CHATTANOOGA, TN (WRCB) - A recently introduced bill in Tennessee is creating a lot of buzz among parents and educators concerned about bullying in our schools.

The proposal aims to loosen those tough no-fighting polices. It's would give students the option to fight back without punishment if school officials determine it was in self-defense.

Under current, wide-spread "Zero Tolerance" fighting policies, those who attack others and those who defend themselves are punished equally.

"It's very hard, for the simple reason, that's my baby," Hamilton County parent, Daniel Pope says.

It's a topic that hits close to home for a Hamilton County father of five. He says his nine-year-old daughter was bullied. They notified teachers, but it escalated, and she ended up exchanging blows once it turned physical.

"She didn't want to do that. It was a self-defense thing," Pope says.

He says he's pleased with how school officials handled the situation, but thinks a student self-defense law is needed for all the other kids going through what his daughter did.

"I'm not pro-voting that you go and fight, but I am pro-voting that there comes a time when you need to take a stand," Pope says.

Tennessee House Bill 860/Senate Bill 113 allows students to fight back if they honestly believe they're "facing the threat of imminent danger, death or serious bodily injury." If school officials investigate and determine it was self-defense, the victim may not face punishment.

"Wasn't sure if it would promote more fighting in the schools. That's the thing we would be worried about, but the language in the bill would be taking care of that with the principal's discretion," Marion County Director of Schools Mark Griffith says.

Many educators say determining if it's self-defense is the hardest part.

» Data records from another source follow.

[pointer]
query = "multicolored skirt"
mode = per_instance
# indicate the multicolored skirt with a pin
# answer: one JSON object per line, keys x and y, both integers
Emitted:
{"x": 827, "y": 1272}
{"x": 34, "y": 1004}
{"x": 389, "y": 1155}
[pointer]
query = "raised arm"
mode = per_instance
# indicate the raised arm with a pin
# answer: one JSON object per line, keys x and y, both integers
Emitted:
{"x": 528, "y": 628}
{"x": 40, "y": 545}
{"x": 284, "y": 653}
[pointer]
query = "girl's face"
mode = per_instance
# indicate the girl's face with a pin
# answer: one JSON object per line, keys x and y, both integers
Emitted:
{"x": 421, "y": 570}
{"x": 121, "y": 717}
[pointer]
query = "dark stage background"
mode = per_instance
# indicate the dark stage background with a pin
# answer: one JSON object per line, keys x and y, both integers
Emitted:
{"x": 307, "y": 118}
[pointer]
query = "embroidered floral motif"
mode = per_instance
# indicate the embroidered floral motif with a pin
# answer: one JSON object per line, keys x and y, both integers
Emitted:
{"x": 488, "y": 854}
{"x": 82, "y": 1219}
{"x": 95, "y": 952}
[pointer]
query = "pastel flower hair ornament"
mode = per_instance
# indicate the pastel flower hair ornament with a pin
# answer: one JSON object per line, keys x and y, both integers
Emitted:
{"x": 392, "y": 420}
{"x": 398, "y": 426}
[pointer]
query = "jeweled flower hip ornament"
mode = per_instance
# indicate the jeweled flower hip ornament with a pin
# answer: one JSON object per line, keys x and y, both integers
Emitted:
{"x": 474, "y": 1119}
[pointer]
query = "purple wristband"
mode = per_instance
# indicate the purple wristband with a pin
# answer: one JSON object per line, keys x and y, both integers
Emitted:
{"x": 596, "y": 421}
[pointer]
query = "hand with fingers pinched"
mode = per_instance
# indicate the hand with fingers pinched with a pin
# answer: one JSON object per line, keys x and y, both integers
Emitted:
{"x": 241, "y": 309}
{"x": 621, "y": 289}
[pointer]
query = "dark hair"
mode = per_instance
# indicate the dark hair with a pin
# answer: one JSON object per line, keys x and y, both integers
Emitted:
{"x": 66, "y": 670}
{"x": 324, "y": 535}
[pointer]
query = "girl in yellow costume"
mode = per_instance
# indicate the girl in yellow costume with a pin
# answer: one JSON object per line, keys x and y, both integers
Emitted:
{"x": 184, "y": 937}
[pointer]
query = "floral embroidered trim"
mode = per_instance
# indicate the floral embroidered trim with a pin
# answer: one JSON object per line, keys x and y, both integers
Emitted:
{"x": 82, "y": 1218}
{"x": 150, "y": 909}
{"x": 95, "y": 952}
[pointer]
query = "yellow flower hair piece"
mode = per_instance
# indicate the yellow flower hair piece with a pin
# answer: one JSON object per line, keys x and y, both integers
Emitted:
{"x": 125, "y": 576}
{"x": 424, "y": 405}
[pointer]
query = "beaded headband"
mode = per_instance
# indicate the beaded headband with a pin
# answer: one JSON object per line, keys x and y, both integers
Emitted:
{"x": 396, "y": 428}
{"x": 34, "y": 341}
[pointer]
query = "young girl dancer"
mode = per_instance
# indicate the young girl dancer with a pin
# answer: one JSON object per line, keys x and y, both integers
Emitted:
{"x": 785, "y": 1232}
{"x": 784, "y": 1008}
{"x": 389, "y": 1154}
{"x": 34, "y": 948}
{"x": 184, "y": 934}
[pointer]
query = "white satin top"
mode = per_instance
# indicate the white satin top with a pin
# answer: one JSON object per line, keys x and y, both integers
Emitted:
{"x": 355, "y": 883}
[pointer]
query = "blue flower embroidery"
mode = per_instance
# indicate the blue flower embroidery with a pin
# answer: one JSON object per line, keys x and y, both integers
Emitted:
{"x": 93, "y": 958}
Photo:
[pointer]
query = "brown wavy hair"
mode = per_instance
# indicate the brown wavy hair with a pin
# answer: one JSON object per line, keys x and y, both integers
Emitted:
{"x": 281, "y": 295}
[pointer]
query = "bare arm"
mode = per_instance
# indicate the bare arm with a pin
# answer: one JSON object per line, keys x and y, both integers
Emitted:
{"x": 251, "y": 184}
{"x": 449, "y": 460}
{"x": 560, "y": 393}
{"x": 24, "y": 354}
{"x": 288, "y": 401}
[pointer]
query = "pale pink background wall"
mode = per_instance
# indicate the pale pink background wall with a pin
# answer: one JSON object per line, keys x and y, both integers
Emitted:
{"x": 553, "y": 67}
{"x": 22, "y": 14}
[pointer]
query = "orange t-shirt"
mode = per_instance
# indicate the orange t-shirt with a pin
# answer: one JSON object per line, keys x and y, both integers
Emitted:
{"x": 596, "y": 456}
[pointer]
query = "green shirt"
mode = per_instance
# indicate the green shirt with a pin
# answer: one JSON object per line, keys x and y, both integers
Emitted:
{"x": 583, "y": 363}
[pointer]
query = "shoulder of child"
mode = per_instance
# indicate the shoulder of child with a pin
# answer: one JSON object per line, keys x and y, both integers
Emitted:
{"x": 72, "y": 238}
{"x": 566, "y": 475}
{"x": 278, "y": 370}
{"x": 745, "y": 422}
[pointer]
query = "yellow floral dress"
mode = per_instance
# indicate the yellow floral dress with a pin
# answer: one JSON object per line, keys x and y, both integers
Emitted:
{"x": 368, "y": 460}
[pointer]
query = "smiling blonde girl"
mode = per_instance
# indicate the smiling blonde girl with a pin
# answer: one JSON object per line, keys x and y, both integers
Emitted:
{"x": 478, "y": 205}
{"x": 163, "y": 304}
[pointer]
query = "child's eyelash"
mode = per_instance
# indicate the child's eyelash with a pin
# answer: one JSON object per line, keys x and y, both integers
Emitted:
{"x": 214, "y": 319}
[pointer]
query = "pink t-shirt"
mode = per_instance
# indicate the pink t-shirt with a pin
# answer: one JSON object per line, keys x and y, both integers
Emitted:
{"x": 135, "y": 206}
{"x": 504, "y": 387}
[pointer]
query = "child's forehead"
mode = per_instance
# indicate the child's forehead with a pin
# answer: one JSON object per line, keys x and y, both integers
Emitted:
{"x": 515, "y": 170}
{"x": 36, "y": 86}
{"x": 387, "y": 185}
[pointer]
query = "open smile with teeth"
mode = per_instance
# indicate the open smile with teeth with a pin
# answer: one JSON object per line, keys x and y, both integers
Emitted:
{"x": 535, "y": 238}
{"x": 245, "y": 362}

"We get different interpretations from students. You don't know if they're friends with the individuals that were fighting and different things like that, so just a very thorough investigation is key," Griffith says.

Viewers on Channel 3's Facebook page, like Faye Brown argue, "Violence on violence is not the answer."

While many like Steve Cummings say, "About time. It's stupid to be punished for defending yourself."

Others are just glad lawmakers are taking it on period.

"I'm glad Tennessee is being proactive in an issue that's been plaguing our education system," Hamilton County parent, Malcolm Freeman says.

The "student self-defense" bill also includes students coming to the defense of others.

The Professional Educators of Tennessee, a non-partisan teachers' association, is publicly supporting it.

If it passes, it would go into effect in July.